In order to emerge from recession in better shape than before entering it, brands need to invest in communication immediately in Field’s opinion. On the other hand, he warned about directing all investments at short-term activation. “We saw that in the last crisis in 2008/2009 and we have seen it now. But it is a big mistake. Communication effectiveness decreases by more than half and brands go weaker. Not right now but in the next quarters,” he explained. That is why Field finds it appropriate to always accompany activation with brand building investments. These investments should have a long-time effect, they are very valuable and should help in recovery according to Field. “Recovery depends on our immediate investments. Cancelling budgets is misapprehension of brand advertising,” he added.

At the same time, brands should maintain their share of voice (SOV) at a higher level than their share of market (SOM) in the crisis. During recession, SOV is more inclined to decrease below SOM, which doubles the risk in the crisis according to Field. Brands should benefit from SOV maintenance costs being lower in the crisis as the ad-space prices fall.
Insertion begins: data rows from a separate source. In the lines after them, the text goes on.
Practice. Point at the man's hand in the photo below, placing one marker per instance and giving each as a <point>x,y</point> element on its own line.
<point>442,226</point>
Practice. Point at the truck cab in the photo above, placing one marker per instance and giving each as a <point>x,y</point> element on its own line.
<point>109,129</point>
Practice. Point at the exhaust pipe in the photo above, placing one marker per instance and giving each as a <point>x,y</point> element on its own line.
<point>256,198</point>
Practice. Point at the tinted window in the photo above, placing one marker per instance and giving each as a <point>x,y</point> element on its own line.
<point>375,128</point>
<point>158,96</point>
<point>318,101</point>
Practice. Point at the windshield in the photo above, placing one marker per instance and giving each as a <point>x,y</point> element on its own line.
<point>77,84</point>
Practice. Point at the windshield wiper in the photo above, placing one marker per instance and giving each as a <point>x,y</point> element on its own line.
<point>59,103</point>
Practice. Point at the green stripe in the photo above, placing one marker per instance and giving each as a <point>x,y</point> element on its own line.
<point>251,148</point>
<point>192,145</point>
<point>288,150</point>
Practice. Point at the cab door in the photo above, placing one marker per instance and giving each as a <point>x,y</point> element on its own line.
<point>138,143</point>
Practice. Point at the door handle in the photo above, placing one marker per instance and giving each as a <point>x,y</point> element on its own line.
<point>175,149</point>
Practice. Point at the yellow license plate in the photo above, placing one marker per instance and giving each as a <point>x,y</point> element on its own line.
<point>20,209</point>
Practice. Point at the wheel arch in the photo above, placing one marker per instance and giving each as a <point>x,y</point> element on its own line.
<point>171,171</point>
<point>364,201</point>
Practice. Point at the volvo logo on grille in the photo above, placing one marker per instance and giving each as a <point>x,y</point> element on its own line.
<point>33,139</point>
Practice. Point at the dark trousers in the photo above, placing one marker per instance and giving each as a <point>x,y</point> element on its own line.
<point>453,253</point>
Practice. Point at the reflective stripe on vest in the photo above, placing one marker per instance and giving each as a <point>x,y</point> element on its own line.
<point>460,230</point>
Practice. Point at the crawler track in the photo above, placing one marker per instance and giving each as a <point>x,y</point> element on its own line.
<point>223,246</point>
He added that the current crisis caused by the coronavirus pandemic showed another specific feature – the growing time of most media consumption. In his opinion, this is an exceptional opportunity to increase the share of voice. 

Using an example of three brand groups that applied three different investment strategies in the 2008/2009 crisis (very low investments: SOV below SOM; medium level of investments: SOV equal to SOM or slightly higher; and investing brands seeking to take an advantage of the opportunity), he showed that brands investing during recession reported five times higher business effects that those that failed to invest. They also experienced a 4.5 times higher annual growth in their market share and greater profitability. These active brands reported a 14% higher profitability in recession than they would have achieved in ‘normal’ times. “Investment benefits grow faster in recession,” concluded Peter Field.

Zdroj: prezentace Petera Fielda, srovnání profitability tří skupin značek podle míry investic v recesi vs. „normální" době

Source: Peter Field’s presentation, comparison of profitability of three groups of brands by their level of investments during recession vs. normal times.



• What are the benefits, short and long term, of remaining on air during and out of CV-19?

• What considerations or adjustments that need to be made to brand advertising out of CV-19?

• What media channels to cut and what media channels to keep out of CV-19?

These questions are answered in following document Advertising-out-of-COVID-19.pdf.

CV-19 has brought cuts to advertising budgets and so the imperative is to at least maintain, or, if possible, grow share of voice. Brands that can grow share of voice will have a larger share of the market as recovery comes.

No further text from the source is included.